Una pausa, otro sorbo de cerveza e ignorar un par de miradas.
—Me propuse demostrarme que éramos capaces de volver a ser solo hermanos. Es medio estúpido, lo sé, no me pongas esos ojos.
—¿Lo lograste? —cuestionó encendiéndose un cigarro y contemplando las volutas de humo desvanecerse en el aire.
Una nueva pausa. La banda que estaba tocando había concluido y hacían los arreglos para la siguiente. Bill le arrebató a Tom el pitillo y le dio una honda calada.
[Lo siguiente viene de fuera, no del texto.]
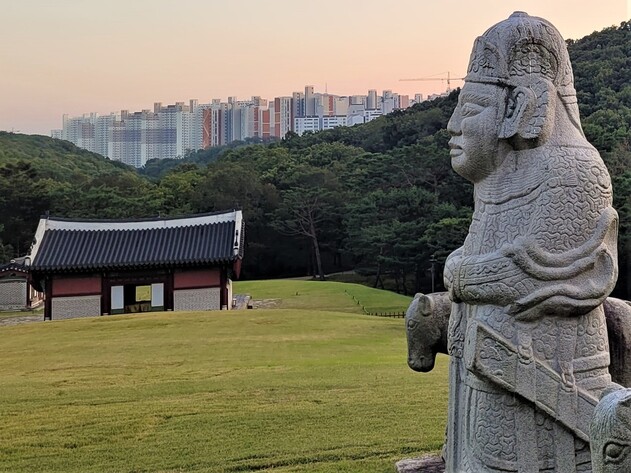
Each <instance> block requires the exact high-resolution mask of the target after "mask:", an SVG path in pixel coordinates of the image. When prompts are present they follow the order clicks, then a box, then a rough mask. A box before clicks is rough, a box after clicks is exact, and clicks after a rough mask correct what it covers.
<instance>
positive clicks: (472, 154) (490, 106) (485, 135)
mask: <svg viewBox="0 0 631 473" xmlns="http://www.w3.org/2000/svg"><path fill="white" fill-rule="evenodd" d="M501 96H502V89H501V88H500V87H498V86H495V85H490V84H480V83H476V82H465V85H464V87H463V88H462V91H461V92H460V97H459V99H458V105H457V107H456V109H455V110H454V113H453V114H452V115H451V119H450V120H449V124H448V125H447V131H449V134H450V135H451V140H449V147H450V148H451V151H450V155H451V166H452V167H453V168H454V171H456V172H457V173H458V174H460V175H461V176H462V177H464V178H465V179H468V180H470V181H473V182H478V181H480V180H482V179H484V178H485V177H487V176H488V175H489V174H490V173H491V172H492V171H493V170H494V169H495V168H496V167H497V165H496V163H497V162H499V161H498V159H499V156H498V151H499V138H498V132H499V123H500V121H499V114H500V106H499V105H500V97H501ZM501 113H502V114H503V107H502V110H501Z"/></svg>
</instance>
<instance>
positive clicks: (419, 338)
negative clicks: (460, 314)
mask: <svg viewBox="0 0 631 473" xmlns="http://www.w3.org/2000/svg"><path fill="white" fill-rule="evenodd" d="M450 310H451V305H450V303H449V300H448V296H447V293H434V294H429V295H425V294H421V293H419V294H417V295H416V296H415V297H414V300H413V301H412V303H411V304H410V307H408V310H407V312H406V314H405V330H406V333H407V339H408V365H409V367H410V368H412V369H413V370H414V371H422V372H424V373H425V372H428V371H431V370H432V369H433V368H434V363H435V361H436V353H447V326H448V324H449V311H450Z"/></svg>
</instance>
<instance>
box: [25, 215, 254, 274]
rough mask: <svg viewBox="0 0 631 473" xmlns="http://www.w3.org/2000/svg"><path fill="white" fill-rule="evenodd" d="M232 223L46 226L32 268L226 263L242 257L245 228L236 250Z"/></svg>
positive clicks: (232, 224) (73, 269)
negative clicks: (95, 227)
mask: <svg viewBox="0 0 631 473" xmlns="http://www.w3.org/2000/svg"><path fill="white" fill-rule="evenodd" d="M171 222H172V221H171ZM241 222H242V221H241V220H240V219H239V220H238V223H241ZM189 223H190V221H189ZM236 224H237V221H235V220H228V221H215V222H210V223H209V222H207V221H206V222H204V223H202V224H199V225H186V226H166V227H162V228H155V227H152V228H125V227H123V228H116V225H113V226H112V228H111V229H100V228H99V229H87V230H86V229H80V230H77V229H66V228H61V229H60V228H48V229H47V230H46V231H45V232H44V234H43V238H42V241H41V244H40V245H39V247H38V250H37V253H36V254H35V255H34V260H33V263H32V267H31V269H32V270H33V271H39V272H51V271H85V270H104V269H110V270H111V269H133V268H151V267H172V266H193V265H204V264H217V263H229V262H232V261H234V260H236V259H237V258H240V257H241V256H242V247H241V244H240V239H241V235H242V234H243V229H242V228H240V229H239V237H238V240H237V241H238V243H237V244H238V246H239V248H235V225H236ZM235 250H236V254H235Z"/></svg>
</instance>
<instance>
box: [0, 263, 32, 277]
mask: <svg viewBox="0 0 631 473" xmlns="http://www.w3.org/2000/svg"><path fill="white" fill-rule="evenodd" d="M28 271H29V268H28V267H27V266H24V265H23V264H21V263H18V262H16V261H12V262H10V263H6V264H0V274H2V273H14V272H16V273H24V274H26V273H28Z"/></svg>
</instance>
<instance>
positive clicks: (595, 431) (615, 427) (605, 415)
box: [590, 388, 631, 473]
mask: <svg viewBox="0 0 631 473" xmlns="http://www.w3.org/2000/svg"><path fill="white" fill-rule="evenodd" d="M590 437H591V449H592V468H593V472H594V473H629V472H631V454H630V453H631V389H616V388H612V389H610V390H608V391H606V392H605V393H604V395H603V397H602V399H601V400H600V402H599V403H598V405H597V406H596V409H595V410H594V417H593V419H592V423H591V425H590Z"/></svg>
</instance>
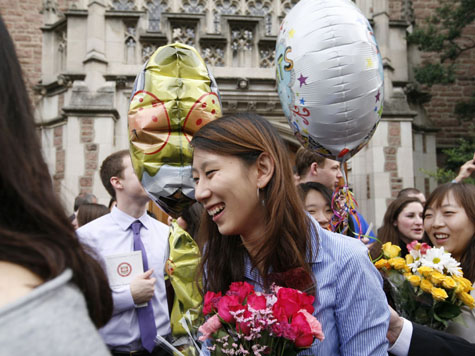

—No. La parte física me costó tanto que creo que tengo callosidades en la palma de la mano —barbulló sin ápice de humor y Tom largó una risa diminuta y socarrona—, y, ¿qué puedo decirte, Tom? Estamos casados —expuso—. Eres mi ama de casa y…
—Y tú eres mi camionero.
Un gruñido que se convirtió en una risotada fugaz, antesala a una fruncida de cejas y el humo siendo botado directamente a la cara de Tom.
—Te puedo demostrar que este camionero puede hacerte gritar como una chica, así que no te arriesgues.
Bill no obtuvo la reacción que esperaba, una oración retadora o una broma; fue una lengua pasándose por el labio perforado.

«Estamos casados». Tom inhaló, exhaló y cerró los ojos.